On 10/07/2014 04:11 AM, Rich Felker wrote:
> On Mon, Oct 06, 2014 at 09:50:47PM -0700, David Daney wrote:
>>>> the out-of-line execution trick, but do it somewhere other than in
>>>> stack memory.
>>> How do you answer Andy Lutomirski's question about what happens when a
>>> signal handler interrupts execution while the program counter is
>>> pointing at this "out-of-line execution" trampoline? This seems like a
>>> show-stopper for using anything other than the stack.
>> It would be nice to support, but not doing so would not be a
>> regression from current behavior.
>
> It's not just "nice" to support, it's mandatory. Otherwise you will
> execute essentially *random instructions* in this case, providing a
> very nice attack vector that can almost certainly be elevated to
> arbitrary code execution via timing of signals during floating point
> code.
>
> The current behavior in regards to this is correct: because you have a
> *stack*, each trampoline is pushed onto the stack in its own context,
> and popped when it's no longer needed.
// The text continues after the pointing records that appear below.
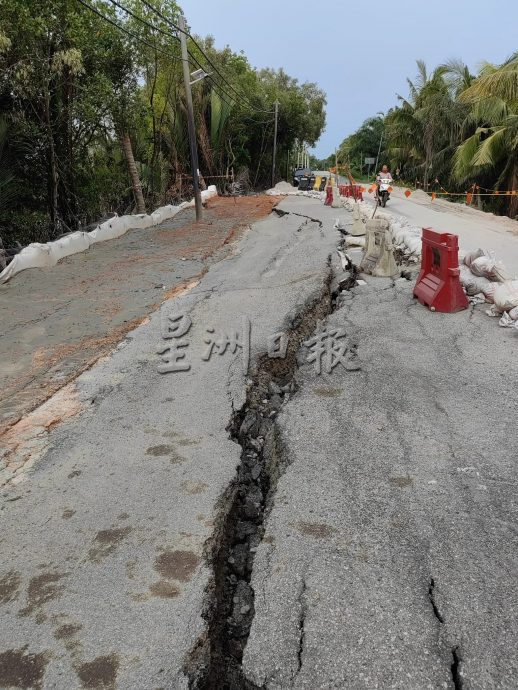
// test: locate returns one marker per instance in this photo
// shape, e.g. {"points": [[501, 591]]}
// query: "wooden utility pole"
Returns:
{"points": [[275, 141], [190, 120]]}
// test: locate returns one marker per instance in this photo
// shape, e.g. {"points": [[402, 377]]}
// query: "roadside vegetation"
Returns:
{"points": [[455, 131], [93, 114]]}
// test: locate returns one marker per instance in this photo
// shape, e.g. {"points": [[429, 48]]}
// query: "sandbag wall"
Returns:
{"points": [[37, 255]]}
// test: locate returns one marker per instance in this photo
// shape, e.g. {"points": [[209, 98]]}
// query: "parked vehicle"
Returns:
{"points": [[300, 172]]}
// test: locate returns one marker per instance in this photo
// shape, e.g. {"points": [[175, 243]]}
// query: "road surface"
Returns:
{"points": [[275, 528], [474, 228]]}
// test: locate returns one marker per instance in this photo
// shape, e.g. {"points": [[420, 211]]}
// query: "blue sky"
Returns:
{"points": [[359, 53]]}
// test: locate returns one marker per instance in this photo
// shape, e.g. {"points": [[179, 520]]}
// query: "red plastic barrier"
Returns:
{"points": [[329, 196], [438, 284], [349, 190]]}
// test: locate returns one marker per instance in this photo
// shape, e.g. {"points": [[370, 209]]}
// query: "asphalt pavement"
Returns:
{"points": [[102, 547], [388, 558]]}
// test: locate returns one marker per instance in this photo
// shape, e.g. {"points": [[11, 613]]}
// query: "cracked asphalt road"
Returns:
{"points": [[58, 321], [103, 573], [390, 554], [388, 558]]}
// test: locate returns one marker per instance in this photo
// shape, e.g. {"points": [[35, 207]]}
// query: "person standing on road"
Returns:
{"points": [[383, 174]]}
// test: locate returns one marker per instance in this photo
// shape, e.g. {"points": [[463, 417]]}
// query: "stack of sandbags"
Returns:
{"points": [[38, 255], [482, 274]]}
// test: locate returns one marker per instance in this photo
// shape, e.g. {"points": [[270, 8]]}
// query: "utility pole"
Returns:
{"points": [[190, 121], [275, 141]]}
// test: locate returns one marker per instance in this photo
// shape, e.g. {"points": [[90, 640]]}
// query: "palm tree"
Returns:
{"points": [[493, 98], [423, 131]]}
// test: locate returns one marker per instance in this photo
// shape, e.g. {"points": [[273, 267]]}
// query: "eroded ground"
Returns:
{"points": [[56, 322]]}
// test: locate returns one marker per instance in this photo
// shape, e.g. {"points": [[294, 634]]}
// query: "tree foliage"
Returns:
{"points": [[455, 127], [93, 111]]}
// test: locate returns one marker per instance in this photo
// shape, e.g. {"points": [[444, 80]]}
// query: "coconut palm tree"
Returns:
{"points": [[423, 131], [493, 147]]}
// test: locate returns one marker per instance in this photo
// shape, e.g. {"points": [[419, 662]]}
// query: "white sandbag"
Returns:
{"points": [[473, 284], [141, 221], [70, 244], [472, 255], [488, 267], [355, 241], [110, 229], [414, 245], [506, 295], [36, 255], [506, 321], [489, 289]]}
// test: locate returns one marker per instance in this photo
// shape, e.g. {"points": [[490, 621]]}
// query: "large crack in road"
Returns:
{"points": [[215, 662]]}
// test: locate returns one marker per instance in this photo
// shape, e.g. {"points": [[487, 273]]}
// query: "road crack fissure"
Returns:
{"points": [[215, 663], [281, 213], [456, 665], [431, 596], [302, 629]]}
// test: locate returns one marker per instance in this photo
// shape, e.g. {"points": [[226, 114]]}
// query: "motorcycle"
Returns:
{"points": [[384, 190]]}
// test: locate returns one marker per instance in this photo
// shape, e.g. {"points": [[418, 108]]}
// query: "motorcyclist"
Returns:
{"points": [[383, 174]]}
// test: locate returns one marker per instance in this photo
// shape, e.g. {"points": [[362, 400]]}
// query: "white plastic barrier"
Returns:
{"points": [[37, 255]]}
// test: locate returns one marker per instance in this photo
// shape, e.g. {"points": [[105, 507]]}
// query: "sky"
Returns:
{"points": [[360, 54]]}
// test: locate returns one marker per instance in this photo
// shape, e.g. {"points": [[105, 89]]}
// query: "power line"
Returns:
{"points": [[165, 33], [219, 89], [209, 61], [126, 31]]}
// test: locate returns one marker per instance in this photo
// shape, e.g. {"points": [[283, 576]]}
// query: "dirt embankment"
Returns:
{"points": [[58, 321]]}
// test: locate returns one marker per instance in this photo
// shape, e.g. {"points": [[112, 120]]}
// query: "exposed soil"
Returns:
{"points": [[57, 322]]}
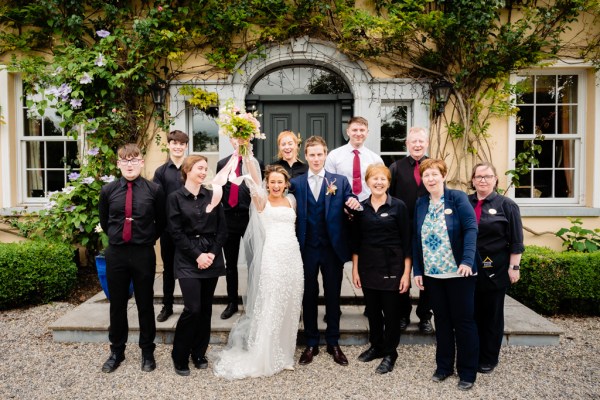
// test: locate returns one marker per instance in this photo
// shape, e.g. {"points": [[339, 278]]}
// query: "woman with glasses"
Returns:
{"points": [[499, 249], [444, 244]]}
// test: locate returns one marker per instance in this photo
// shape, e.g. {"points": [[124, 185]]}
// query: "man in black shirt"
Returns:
{"points": [[132, 213], [168, 176], [406, 185], [236, 203]]}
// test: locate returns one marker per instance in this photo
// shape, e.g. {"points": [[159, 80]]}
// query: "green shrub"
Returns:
{"points": [[559, 282], [35, 272]]}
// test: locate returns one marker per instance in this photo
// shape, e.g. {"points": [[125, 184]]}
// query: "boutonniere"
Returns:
{"points": [[331, 188]]}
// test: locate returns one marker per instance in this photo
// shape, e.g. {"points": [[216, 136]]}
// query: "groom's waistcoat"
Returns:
{"points": [[316, 229]]}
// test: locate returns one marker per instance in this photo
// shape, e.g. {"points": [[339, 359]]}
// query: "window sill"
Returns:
{"points": [[536, 211]]}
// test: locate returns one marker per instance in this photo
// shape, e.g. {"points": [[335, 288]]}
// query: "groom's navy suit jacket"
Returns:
{"points": [[335, 217]]}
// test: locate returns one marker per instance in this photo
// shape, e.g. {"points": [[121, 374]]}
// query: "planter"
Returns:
{"points": [[101, 268]]}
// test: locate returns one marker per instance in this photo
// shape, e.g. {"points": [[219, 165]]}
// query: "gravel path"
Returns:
{"points": [[32, 366]]}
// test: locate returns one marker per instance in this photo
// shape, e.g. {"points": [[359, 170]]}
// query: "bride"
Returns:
{"points": [[263, 340]]}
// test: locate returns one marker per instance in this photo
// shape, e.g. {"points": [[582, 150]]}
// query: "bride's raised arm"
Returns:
{"points": [[258, 193]]}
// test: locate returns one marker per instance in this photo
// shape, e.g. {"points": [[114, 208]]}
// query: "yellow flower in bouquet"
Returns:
{"points": [[239, 124]]}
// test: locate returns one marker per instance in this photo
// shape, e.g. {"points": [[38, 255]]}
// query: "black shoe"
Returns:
{"points": [[486, 368], [181, 369], [439, 377], [464, 385], [165, 313], [404, 324], [200, 362], [425, 327], [148, 363], [229, 311], [369, 355], [387, 364], [113, 362]]}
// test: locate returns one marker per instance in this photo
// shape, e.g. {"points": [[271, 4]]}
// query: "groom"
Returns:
{"points": [[321, 231]]}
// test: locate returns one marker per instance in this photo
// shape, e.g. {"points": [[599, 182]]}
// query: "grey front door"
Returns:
{"points": [[318, 115]]}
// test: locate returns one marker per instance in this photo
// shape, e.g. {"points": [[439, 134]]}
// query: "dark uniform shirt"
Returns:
{"points": [[148, 211], [403, 185], [382, 241], [196, 231], [500, 234], [298, 168]]}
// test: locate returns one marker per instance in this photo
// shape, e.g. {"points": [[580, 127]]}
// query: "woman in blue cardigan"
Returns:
{"points": [[444, 246]]}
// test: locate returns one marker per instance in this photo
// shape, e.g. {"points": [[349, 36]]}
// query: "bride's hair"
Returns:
{"points": [[278, 169]]}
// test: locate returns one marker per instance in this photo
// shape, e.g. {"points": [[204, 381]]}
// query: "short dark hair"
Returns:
{"points": [[179, 136]]}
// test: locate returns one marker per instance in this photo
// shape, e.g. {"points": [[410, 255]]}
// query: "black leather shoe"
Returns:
{"points": [[229, 311], [164, 314], [369, 355], [404, 324], [425, 327], [308, 354], [148, 363], [439, 377], [113, 362], [181, 369], [387, 364], [486, 368], [338, 355], [200, 362]]}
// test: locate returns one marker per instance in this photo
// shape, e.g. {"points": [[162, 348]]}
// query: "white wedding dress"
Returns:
{"points": [[263, 341]]}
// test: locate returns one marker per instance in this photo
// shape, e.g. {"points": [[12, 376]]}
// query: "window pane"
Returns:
{"points": [[56, 154], [393, 128], [545, 89], [205, 134]]}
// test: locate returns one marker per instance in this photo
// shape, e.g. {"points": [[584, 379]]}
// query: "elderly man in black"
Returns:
{"points": [[132, 213]]}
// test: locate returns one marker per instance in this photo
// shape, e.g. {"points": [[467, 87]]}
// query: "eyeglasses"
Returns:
{"points": [[133, 161], [481, 178]]}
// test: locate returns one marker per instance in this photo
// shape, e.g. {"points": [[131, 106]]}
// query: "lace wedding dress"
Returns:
{"points": [[263, 341]]}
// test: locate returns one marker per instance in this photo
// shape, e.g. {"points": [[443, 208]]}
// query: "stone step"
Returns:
{"points": [[89, 321]]}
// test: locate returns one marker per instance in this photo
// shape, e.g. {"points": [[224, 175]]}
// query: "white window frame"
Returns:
{"points": [[579, 140], [22, 140]]}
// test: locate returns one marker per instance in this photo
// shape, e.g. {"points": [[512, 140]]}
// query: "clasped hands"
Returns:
{"points": [[205, 260]]}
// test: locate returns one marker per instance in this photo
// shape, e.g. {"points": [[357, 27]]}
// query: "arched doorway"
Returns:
{"points": [[306, 99]]}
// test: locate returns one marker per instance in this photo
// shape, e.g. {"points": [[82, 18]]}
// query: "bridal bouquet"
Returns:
{"points": [[239, 124]]}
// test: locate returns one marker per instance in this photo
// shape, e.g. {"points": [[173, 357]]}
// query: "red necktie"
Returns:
{"points": [[478, 210], [417, 173], [235, 189], [356, 178], [128, 212]]}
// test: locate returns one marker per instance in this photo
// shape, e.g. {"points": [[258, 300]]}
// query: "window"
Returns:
{"points": [[205, 131], [47, 155], [551, 105], [394, 127]]}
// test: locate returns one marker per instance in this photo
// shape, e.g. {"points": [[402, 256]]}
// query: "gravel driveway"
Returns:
{"points": [[32, 366]]}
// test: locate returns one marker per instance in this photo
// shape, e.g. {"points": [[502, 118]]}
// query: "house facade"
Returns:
{"points": [[310, 87]]}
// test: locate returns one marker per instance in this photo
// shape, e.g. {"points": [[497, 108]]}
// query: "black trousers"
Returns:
{"points": [[237, 222], [124, 264], [423, 306], [453, 301], [192, 333], [489, 316], [384, 319], [167, 253]]}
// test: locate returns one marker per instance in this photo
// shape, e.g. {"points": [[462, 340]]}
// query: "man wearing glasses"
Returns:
{"points": [[132, 213]]}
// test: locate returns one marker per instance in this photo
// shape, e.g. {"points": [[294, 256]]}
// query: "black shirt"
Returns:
{"points": [[168, 176], [195, 231], [298, 167], [243, 193], [500, 226], [403, 185], [148, 211], [382, 241]]}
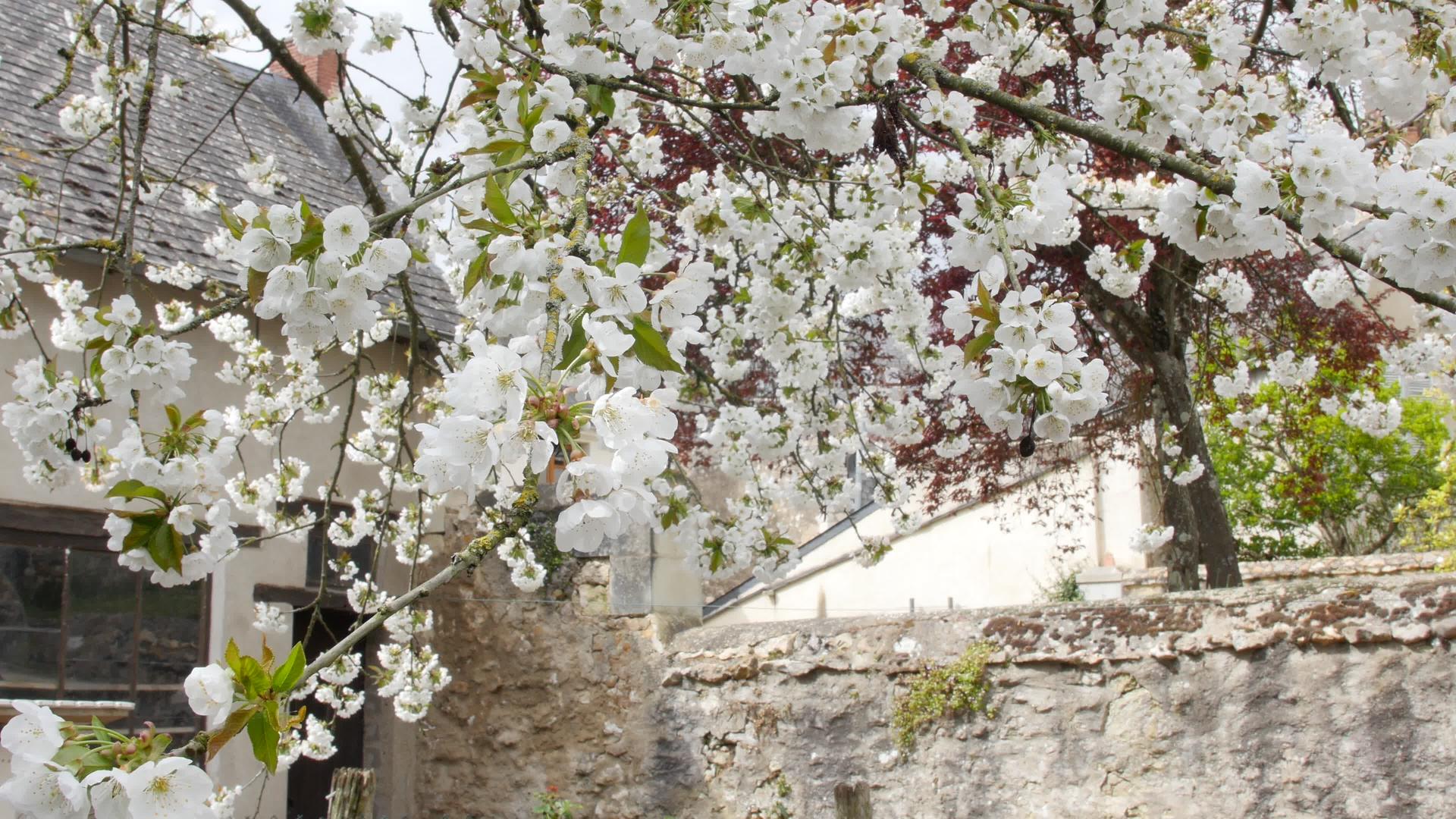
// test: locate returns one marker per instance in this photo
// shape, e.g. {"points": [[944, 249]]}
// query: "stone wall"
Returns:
{"points": [[1307, 700], [1145, 582]]}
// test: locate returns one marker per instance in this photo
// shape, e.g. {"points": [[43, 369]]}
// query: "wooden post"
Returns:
{"points": [[351, 793], [852, 802]]}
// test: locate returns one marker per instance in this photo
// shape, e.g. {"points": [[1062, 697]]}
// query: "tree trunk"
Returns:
{"points": [[1158, 338], [852, 802], [1177, 510], [351, 793], [1200, 500]]}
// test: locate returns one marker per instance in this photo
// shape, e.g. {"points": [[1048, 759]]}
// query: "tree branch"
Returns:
{"points": [[296, 71], [1212, 178]]}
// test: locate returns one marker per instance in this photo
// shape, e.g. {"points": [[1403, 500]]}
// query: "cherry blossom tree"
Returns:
{"points": [[777, 235]]}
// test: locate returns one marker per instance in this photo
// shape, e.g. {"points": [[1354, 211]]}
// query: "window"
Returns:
{"points": [[74, 626]]}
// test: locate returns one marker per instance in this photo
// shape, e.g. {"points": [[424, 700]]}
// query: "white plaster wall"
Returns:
{"points": [[977, 556], [275, 561]]}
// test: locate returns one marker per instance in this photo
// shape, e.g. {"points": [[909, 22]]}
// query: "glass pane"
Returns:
{"points": [[168, 651], [99, 629], [31, 582]]}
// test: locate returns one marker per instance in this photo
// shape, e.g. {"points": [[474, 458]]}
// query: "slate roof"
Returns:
{"points": [[271, 115]]}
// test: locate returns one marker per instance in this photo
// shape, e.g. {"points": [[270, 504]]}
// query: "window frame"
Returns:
{"points": [[64, 528]]}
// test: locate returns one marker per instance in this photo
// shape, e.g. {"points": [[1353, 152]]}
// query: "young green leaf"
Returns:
{"points": [[264, 739], [495, 202], [235, 723], [290, 670], [650, 347], [635, 240]]}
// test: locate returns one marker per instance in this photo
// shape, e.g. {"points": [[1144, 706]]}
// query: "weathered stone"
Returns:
{"points": [[1312, 700]]}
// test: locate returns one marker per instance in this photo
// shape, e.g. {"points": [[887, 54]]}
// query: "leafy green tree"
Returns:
{"points": [[1301, 482]]}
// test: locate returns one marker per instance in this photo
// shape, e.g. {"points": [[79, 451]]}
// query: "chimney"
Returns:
{"points": [[324, 69]]}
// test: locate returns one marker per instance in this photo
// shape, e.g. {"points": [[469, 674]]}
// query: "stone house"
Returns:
{"points": [[74, 630]]}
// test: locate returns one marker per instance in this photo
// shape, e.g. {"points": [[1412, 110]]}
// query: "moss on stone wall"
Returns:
{"points": [[946, 691]]}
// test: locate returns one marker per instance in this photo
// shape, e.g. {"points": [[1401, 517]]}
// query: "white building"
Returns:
{"points": [[970, 556], [76, 629]]}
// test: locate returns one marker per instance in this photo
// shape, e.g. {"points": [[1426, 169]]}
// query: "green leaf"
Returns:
{"points": [[650, 347], [143, 525], [984, 297], [497, 146], [290, 670], [235, 659], [533, 117], [495, 202], [601, 101], [635, 240], [264, 739], [476, 271], [256, 279], [165, 545], [576, 343], [982, 343], [1201, 55], [231, 727], [253, 678], [310, 241], [131, 488]]}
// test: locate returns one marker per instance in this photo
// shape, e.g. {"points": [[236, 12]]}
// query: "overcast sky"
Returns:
{"points": [[400, 66]]}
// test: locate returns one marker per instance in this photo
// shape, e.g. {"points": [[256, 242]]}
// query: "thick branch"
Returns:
{"points": [[384, 221], [465, 560]]}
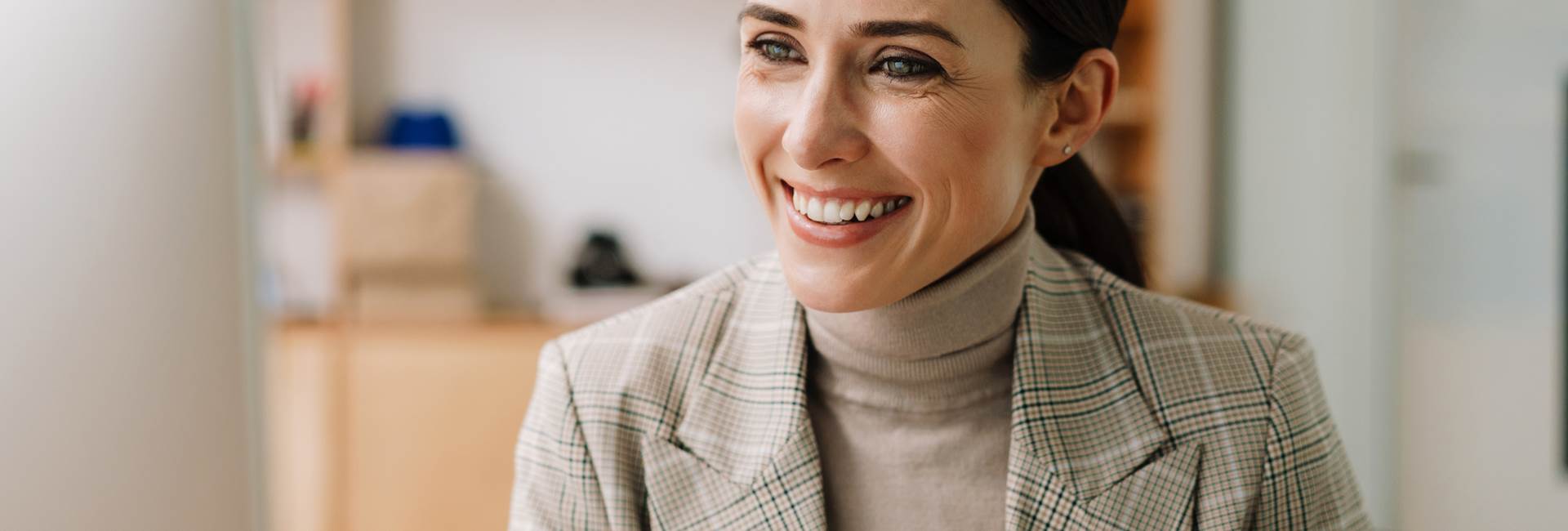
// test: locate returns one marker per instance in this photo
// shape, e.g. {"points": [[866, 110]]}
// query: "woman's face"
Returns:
{"points": [[888, 140]]}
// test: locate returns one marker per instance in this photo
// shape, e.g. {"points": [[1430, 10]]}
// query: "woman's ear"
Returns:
{"points": [[1079, 102]]}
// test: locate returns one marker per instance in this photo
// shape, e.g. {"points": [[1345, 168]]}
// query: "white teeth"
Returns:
{"points": [[814, 210], [830, 212], [844, 210]]}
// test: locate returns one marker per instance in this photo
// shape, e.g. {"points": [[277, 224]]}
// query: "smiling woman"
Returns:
{"points": [[952, 331]]}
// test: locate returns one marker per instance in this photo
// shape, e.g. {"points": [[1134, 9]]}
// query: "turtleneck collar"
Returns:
{"points": [[944, 346]]}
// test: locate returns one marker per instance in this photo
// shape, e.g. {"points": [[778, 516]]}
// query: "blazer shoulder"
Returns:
{"points": [[1191, 351]]}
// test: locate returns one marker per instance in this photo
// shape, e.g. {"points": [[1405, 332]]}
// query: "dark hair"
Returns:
{"points": [[1071, 208]]}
You can have arbitrarily many
> such trampolines up to the stack size. Note that each nested signal
> handler already requires sizeof(ucontext_t) in stack space, so these
> trampolines are a negligible additional cost without major effects on
> the number of signal handlers you can nest without overflowing the
> stack.

Yes, the stack takes care of the allocations, but the current 
implementation has many problems:

1) Signals clobber the emulation area.
2) Signals caused by the emulation, have incorrect saved machine state.

We have a low bar to pass, any new solution doesn't have to be perfect, 
it only has to be an improvement.

Keep in mind that we are not starting from a clean slate, there are many 
years of legacy code that has built up here.